I could rattle off at least a dozen names from those days of people who knew her well and partied with her and spent lots of time with her that would surely want to know that she died. In the end, she had nothing more that a few pieces of filthy clothing and her binders. Many, many binders filled with her ramblings. She apparently took them everywhere, all that was left to prove she was alive and had something to say.

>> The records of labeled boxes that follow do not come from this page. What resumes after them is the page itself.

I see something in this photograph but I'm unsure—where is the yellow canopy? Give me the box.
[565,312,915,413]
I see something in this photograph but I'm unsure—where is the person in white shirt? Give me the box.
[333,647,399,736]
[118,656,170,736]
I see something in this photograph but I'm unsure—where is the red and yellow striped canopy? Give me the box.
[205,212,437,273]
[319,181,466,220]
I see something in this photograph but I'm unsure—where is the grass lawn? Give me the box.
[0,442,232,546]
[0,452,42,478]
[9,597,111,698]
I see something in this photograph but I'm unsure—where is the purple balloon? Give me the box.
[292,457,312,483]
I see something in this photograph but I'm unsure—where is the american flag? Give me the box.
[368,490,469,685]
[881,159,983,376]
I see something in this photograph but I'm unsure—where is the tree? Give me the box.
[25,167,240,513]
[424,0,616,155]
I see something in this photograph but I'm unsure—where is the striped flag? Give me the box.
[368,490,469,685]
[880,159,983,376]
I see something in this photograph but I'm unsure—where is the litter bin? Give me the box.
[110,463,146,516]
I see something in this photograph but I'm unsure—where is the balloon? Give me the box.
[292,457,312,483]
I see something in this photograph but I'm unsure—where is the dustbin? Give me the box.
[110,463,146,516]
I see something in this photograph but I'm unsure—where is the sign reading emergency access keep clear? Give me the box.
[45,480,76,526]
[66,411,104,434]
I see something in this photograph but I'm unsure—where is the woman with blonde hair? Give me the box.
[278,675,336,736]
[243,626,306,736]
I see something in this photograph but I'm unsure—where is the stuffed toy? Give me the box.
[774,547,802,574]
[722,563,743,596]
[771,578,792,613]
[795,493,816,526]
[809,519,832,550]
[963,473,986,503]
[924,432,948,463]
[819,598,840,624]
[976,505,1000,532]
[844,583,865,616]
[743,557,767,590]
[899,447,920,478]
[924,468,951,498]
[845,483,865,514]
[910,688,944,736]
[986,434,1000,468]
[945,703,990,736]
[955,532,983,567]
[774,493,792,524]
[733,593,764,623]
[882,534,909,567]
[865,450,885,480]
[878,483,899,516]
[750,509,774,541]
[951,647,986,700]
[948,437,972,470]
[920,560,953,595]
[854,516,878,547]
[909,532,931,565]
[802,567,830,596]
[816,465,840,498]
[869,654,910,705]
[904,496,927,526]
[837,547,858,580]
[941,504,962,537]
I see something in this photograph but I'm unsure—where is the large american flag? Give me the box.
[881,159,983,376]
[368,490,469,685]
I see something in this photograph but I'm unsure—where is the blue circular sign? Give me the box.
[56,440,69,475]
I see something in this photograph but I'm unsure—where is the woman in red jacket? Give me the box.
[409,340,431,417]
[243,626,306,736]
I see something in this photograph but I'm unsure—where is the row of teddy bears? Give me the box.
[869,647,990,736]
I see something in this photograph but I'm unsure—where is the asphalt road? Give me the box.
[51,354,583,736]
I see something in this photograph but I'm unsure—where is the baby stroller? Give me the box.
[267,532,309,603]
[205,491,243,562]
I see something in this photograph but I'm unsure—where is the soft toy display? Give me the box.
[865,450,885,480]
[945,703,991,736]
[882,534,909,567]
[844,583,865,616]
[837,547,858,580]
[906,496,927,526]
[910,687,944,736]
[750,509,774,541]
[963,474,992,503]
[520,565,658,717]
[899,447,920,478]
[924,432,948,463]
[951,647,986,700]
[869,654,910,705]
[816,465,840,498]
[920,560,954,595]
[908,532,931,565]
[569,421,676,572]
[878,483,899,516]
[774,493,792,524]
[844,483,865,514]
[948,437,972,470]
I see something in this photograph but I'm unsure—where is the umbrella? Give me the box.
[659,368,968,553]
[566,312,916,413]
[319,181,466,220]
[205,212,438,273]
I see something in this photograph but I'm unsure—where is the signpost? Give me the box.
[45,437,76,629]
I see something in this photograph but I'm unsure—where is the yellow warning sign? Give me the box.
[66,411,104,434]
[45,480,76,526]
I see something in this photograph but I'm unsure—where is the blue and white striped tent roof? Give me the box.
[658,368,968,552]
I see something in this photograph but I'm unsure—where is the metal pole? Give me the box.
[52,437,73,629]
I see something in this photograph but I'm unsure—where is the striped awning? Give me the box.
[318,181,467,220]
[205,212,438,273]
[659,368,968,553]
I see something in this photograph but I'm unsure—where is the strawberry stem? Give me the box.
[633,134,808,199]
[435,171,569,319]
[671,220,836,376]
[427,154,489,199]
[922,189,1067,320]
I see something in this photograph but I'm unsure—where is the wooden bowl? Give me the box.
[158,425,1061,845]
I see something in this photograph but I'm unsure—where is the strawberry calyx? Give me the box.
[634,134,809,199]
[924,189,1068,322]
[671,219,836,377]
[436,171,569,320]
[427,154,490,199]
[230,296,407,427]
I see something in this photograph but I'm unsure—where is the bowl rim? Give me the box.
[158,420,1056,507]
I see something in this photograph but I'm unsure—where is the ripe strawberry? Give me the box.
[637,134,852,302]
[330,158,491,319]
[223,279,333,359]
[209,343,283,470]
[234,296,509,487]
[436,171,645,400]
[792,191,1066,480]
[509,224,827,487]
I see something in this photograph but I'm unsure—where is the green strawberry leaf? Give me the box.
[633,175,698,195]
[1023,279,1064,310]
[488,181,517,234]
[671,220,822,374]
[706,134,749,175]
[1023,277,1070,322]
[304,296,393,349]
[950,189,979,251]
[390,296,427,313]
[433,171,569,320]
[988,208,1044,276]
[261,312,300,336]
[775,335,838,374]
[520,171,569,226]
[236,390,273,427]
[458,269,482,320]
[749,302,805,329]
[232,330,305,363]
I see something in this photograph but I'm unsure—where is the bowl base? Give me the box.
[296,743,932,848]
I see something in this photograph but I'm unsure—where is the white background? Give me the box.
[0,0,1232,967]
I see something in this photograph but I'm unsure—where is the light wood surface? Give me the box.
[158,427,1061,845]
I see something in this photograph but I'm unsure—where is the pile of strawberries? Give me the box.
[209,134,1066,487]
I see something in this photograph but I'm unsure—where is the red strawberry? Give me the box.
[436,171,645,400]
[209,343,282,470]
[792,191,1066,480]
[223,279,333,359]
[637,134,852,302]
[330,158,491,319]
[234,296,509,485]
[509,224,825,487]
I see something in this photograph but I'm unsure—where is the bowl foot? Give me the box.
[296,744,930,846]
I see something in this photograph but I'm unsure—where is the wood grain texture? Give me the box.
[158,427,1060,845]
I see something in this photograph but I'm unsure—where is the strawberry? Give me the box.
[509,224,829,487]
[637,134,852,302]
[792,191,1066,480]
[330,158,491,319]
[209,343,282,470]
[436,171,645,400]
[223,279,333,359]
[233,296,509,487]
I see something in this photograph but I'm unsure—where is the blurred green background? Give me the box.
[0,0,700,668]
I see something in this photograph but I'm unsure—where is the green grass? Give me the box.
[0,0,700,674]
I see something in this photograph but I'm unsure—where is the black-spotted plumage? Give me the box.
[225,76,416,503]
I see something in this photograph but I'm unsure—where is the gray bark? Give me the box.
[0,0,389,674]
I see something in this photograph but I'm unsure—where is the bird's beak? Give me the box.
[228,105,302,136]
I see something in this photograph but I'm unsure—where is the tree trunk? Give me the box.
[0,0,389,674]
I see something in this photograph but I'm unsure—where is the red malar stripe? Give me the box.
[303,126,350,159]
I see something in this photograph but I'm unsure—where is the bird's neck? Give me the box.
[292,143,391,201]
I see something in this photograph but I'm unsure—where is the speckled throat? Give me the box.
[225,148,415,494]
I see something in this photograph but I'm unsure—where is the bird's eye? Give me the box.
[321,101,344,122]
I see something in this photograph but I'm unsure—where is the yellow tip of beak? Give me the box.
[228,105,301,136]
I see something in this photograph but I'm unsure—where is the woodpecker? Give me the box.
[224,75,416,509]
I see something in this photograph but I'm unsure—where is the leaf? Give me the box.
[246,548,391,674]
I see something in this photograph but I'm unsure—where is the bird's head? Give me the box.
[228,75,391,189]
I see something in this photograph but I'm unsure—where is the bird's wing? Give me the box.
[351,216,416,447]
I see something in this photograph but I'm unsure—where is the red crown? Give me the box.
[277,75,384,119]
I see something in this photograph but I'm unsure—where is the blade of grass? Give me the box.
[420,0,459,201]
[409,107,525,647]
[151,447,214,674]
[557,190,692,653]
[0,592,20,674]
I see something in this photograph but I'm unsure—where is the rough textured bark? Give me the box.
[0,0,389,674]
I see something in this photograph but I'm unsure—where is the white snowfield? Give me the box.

It saddens me greatly to think that her life ended this way. Despite her disdain for work and an ordinary life, she was generous. She did not place much value on her things and would gladly share them with you. I recall borrowing some of her clothing a few times and she was always quick to offer food and drink, although maybe she just wanted someone to drink with. This is a clear case of someone who fell between the cracks. She must have eventually become so unattractive as a person that she put off everyone and ended up completely and utterly alone. The cause of death was reported as the result of tongue and throat cancer (she did smoke). The story about being married to Scott Weiland was fictitious, yet she did change her name to give credibility to her lie.
I know there are some of my readers who will remember her and be shocked to hear this accounting of her life. Had any of us known of her illness, we might have been able to intervene years ago, but it is too late for that now. Not only did she die alone, she died 2 years ago and her old friends are just learning about it this week.
I do hope she has found peace at last. If I could, I would tell her that she will always live on in my memory, that she was an unforgettable character, she was fun and talented and she was right about my first husband. I should have listened to her.